REST Sensor eliminate bad data at sensor point

I use a rest sensor to pull data from a near real time feed on lake water levels (updated every 5 minutes I believe). Every hour I request the last 10 days data and then read the last record (level and date) . Reasonable values would be between 330m and 350m. Most of the time everything is great. Sometimes though I return 0. (I assume the provider doesn’t answer the request as I always read the last record that it sends so even if it missed a sample I’d still read the previous record). Sometimes the provider might be down for maintenance, or I’m sure there could be other reasons they don’t answer. Within the sensor, is there a way I can test the value and say (for example) - ignore any value below 300?

I use this data in a number of analytical purposes - so it would be nice if I could cleanse it right at the source (sensor) point - rather than filter it later.

###  SHUSWAP LAKE LEVEL ANALYSIS
#
- platform: rest
  name: shuswap_lake_crescent_bay_depth
  scan_interval: 3600
  resource_template: "https://vps267042.vps.ovh.ca/scrapi/station/08LE070/primarylevel/?startDate={{ (now() - timedelta(days=1)).strftime('%Y-%m-%d') }}&endDate={{ (now() + timedelta(days=10)).strftime('%Y-%m-%d') }}&resultType=history&key=-XXXTtPODmHSv4lai4_I"
  value_template: >
        {{ (value_json.message.history | last).value }}
#
#
- platform: rest        
  name: shuswap_lake_crescent_bay_reading_date
  scan_interval: 3600
  resource_template: "https://vps267042.vps.ovh.ca/scrapi/station/08LE070/primarylevel/?startDate={{ (now() - timedelta(days=1)).strftime('%Y-%m-%d') }}&endDate={{ (now() + timedelta(days=10)).strftime('%Y-%m-%d') }}&resultType=history&key=-XXXTtPODmHSv4lai4_I"
  value_template: >
        {{ (value_json.message.history | last).date }}

I think you should bring in of the data into the rest sensor. Then, do a template sensor to parse that data and get the info that you want/need.

Note that you will want to bring the rest sensor in attribute and not the state to avoid the size limitation.

For a start as both your sensors are using the same resource you should use the rest integration. This will populate both sensors with only one call to the resource:

configuration.yaml (not sensors.yaml)

rest:
  - resource_template: "https://vps267042.vps.ovh.ca/scrapi/station/08LE070/primarylevel/?startDate={{ (now() - timedelta(days=1)).strftime('%Y-%m-%d') }}&endDate={{ (now() + timedelta(days=10)).strftime('%Y-%m-%d') }}&resultType=history&key=-XXXTtPODmHSv4lai4_I"
    scan_interval: 3600
    sensor:
      - name: shuswap_lake_crescent_bay_depth
        value_template: >
          {{ (value_json.message.history | last).value }}
      - name: shuswap_lake_crescent_bay_reading_date
        value_template: >
          {{ (value_json.message.history | last).date }}

This may fix your problem as you are now only making one call to the resource at a time and are less likely to hit a rate limit. If it does not you can try filtering the output like this:

        value_template: >
          {% set depth = (value_json.message.history | last).value %}
          {{ this.state if depth == 0 else depth }}

this.state is the previous value of the sensor.

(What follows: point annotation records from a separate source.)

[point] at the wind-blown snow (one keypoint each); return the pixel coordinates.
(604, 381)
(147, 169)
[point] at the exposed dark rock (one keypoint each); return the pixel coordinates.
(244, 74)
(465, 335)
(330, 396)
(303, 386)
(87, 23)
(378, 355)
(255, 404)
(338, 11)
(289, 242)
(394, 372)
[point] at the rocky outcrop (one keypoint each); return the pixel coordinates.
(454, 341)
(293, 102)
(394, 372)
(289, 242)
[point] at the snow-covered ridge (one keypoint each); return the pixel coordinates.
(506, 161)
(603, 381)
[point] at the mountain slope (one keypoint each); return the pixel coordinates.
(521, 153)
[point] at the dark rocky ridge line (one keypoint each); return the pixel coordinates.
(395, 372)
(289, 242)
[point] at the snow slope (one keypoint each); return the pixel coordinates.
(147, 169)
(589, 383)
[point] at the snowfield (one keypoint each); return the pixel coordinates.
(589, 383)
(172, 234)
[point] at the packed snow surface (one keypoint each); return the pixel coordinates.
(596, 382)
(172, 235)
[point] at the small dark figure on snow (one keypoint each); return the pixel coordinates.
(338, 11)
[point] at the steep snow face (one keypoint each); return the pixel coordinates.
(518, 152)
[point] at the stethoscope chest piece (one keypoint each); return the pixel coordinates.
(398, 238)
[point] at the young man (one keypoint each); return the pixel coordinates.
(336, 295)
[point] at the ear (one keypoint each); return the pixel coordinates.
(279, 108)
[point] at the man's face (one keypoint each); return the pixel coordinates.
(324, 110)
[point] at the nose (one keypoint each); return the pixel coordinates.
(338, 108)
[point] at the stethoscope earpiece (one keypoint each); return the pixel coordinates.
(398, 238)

Thanks for the ideas Tom. I’ll give the filter a try. I get 200 reads a day and am only using 48 of them so I don’t think I am hitting a rate limit. I think it’s more likely the provider isn’t responding in time (I considered changing the default time limit, but I figured the default 10 seconds was sufficient if the provider was up and available.)

Do I need to switch to this to configuration.yaml from sensors.yaml in order to use the filter example you provided?

Thanks,
Ken

It’s not the daily rate limit you might be hitting. It’s the fact that the server may be busy responding to one of your sensors when the other tries to update.

Using the rest integration that makes one resource call to populate both sensors would alleviate this issue.

aha - thanks for clarifying. I will look to make that change.

I also thought I might reduce the data I request from 10 days to 1 to reduce the amount of data sent. 10 days is 2,880 records it needs to retrieve. I’m only taking the last value anyway.

For the filter you provided, if the provider takes (for example) a 6 hour maintenance outage, will that still work (after 6 reads), or does it only work on a single read failure (i.e. taking the previous read values)

It will keep the last value until a new valid (not 0) value is received.